DHS Allocates $7.5M for Smart Glasses Immigration Surveillance

The Department of Homeland Security plans to spend $7.5 million developing “smart glasses” equipped with real-time biometric identification capabilities to help agents identify migrants in the field, according to documents reviewed by NewsNation. The proposal, included in the Trump administration’s fiscal year 2027 budget, targets completion of a working prototype by the first quarter of next year and aims to enhance what officials describe as enforcement and removal operations.

The budget justification explicitly states the technology would facilitate “efficient and effective immigration enforcement, removal operations and fulfillment of executive orders and administrative priorities while ensuring public safety and operational excellence.” This language reflects the administration’s broader push to allocate substantial resources toward migration enforcement, with the smart glasses representing a technological expansion of surveillance and identification capabilities at immigration checkpoints and in the field.

A DHS spokesperson told The Independent that “no funds have been committed to any form of ‘smart glasses'” as of Friday, claiming the Science and Technology Directorate is still in assessment stages with privacy offices and legal counsel. However, DHS agents have already been documented wearing personal pairs of Meta’s AI-enabled smart glasses in at least six states since Trump took office, with some agents using them to record and photograph members of the public, according to a prior Independent investigation.
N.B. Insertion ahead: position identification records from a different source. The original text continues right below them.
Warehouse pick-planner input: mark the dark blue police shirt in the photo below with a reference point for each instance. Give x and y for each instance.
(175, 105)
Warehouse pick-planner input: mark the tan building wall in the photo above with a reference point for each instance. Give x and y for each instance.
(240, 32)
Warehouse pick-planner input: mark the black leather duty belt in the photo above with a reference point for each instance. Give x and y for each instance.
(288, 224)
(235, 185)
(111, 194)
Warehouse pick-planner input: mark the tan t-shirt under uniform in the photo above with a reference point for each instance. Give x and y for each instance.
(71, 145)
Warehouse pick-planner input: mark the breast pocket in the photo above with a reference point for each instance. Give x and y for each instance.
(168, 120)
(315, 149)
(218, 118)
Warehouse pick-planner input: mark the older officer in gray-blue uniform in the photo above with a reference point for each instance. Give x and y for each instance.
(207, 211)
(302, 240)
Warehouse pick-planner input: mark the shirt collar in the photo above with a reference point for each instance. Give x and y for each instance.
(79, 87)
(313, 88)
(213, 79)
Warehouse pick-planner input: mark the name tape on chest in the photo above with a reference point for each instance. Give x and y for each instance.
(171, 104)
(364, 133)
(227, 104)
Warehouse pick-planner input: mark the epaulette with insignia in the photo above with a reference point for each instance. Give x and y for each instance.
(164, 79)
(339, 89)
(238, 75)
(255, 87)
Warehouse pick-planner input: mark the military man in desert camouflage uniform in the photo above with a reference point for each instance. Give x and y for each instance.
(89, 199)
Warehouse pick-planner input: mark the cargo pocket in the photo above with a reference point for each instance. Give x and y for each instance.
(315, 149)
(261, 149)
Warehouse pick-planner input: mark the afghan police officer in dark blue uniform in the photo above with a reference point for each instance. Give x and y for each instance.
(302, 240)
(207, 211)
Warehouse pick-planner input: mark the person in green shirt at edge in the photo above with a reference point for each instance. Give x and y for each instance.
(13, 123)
The proposed smart glasses initiative coincides with Meta’s development of facial recognition features for its devices, which the New York Times reported in February would enable users to identify individuals and allow Meta’s AI assistant to provide information about them. This convergence of private technology development and government enforcement spending raises significant questions about surveillance infrastructure and data sharing between tech companies and federal agencies.